El historiador indica que el campo se encontraba en una antigua fábrica de salazones perteneciente al líder falangista cedeirés Manuel Soto, situada en lo que hoy ocupa el paseo marítimo y donde se ha construido el monumento que hoy se inaugura. Estaba vigilado en el exterior por soldados y en el interior por milicianos falangistas. Algunas noches se escuchaban disparos contra los presos, que se fugaban hacia la playa de San Isidro.

Los primeros asturianos llegaron en el Monte Junquera , un pequeño buque de poco más de mil toneladas. Parte de ellos fueron obligados a construir parte de una carretera del pueblo, la memoria los recuerda cantando. Este tipo de campos -en toda España llegó a haber 72- se utilizaban para la clasificación de los presos de la categoría A a la D. Los de la C, para los jefes y oficiales y activistas republicanos, evidentemente eran los que más peligro corrían. Los había desde menos de 16 hasta los 50 años. Barrera consiguió buena parte de los nombres a través de los padrones municipales de Cedeira, porque la mayoría fueron registrados como transeúntes. Sabemos así también sus profesiones, muchos de ellos marineros, mineros, metalúrgicos y otros trabajos manuales, pero también empleados de cuello blando e, incluso, un periodista.

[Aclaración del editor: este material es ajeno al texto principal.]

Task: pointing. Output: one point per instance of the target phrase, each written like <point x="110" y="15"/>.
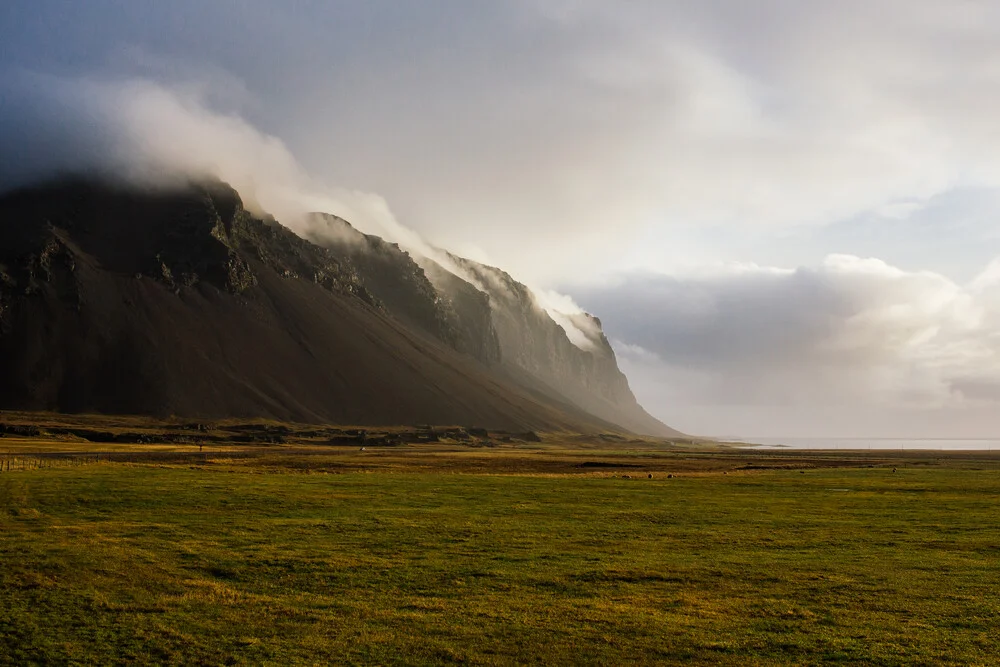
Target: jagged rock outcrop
<point x="584" y="372"/>
<point x="180" y="301"/>
<point x="483" y="311"/>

Parte de los C fueron quienes acabaron asesinados en Vilarrube. Sin embargo, el historiador ha explicado que Memoria Histórica Democrática ha tratado de localizar la fosa común en que fueron enterrados, sin conseguirlo, a pesar de que se utilizó un georradar. No obstante, por medio de fotos aéreas de 1956 y 2001 se observan movimientos de tierras. Por eso se cree estar cerca de la tumba, aunque no existe certeza absoluta. El historiador halló en el archivo del Partido Comunista de España (PCE) un informe de un grupo guerrillero antifranquista de 1948 que da cuenta del ajusticiamiento de un tal Cheda, en Cedeira, al que ajusticiaron por ser uno de los falangistas participante en los crímenes. Los guerrilleros informaron al cura de los motivos para que informase a las autoridades y no se tomasen represalias contra vecino alguno.

En el 2005, los historiadores consiguieron testimonios orales de ancianos que confirman al menos dos ejecuciones de presos en la playa de Vilarrube.

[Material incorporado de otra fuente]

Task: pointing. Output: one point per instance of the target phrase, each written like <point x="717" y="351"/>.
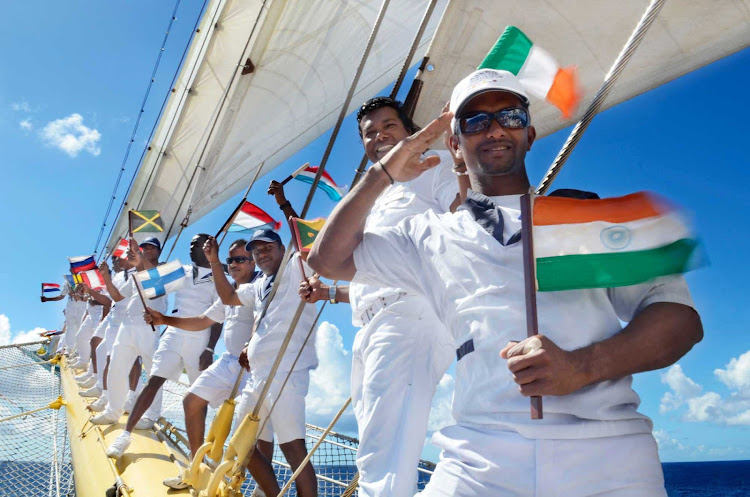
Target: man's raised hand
<point x="211" y="249"/>
<point x="403" y="163"/>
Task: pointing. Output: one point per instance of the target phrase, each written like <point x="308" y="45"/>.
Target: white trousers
<point x="397" y="361"/>
<point x="83" y="339"/>
<point x="481" y="462"/>
<point x="132" y="341"/>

El campo de concentración aunque el grupo más numeroso era el formado por asturianos, también albergó a reclusos de otras procedencias, como un tal Julián Lucas Guandalán, madrileño; Aquilino Martínez González, de Riolo (Lugo); Wenceslao Lista Alfavián, de Ponteceso; Juan Lago Santiago, de Muros; y el marinero mugardés Antonio Rey Bouza.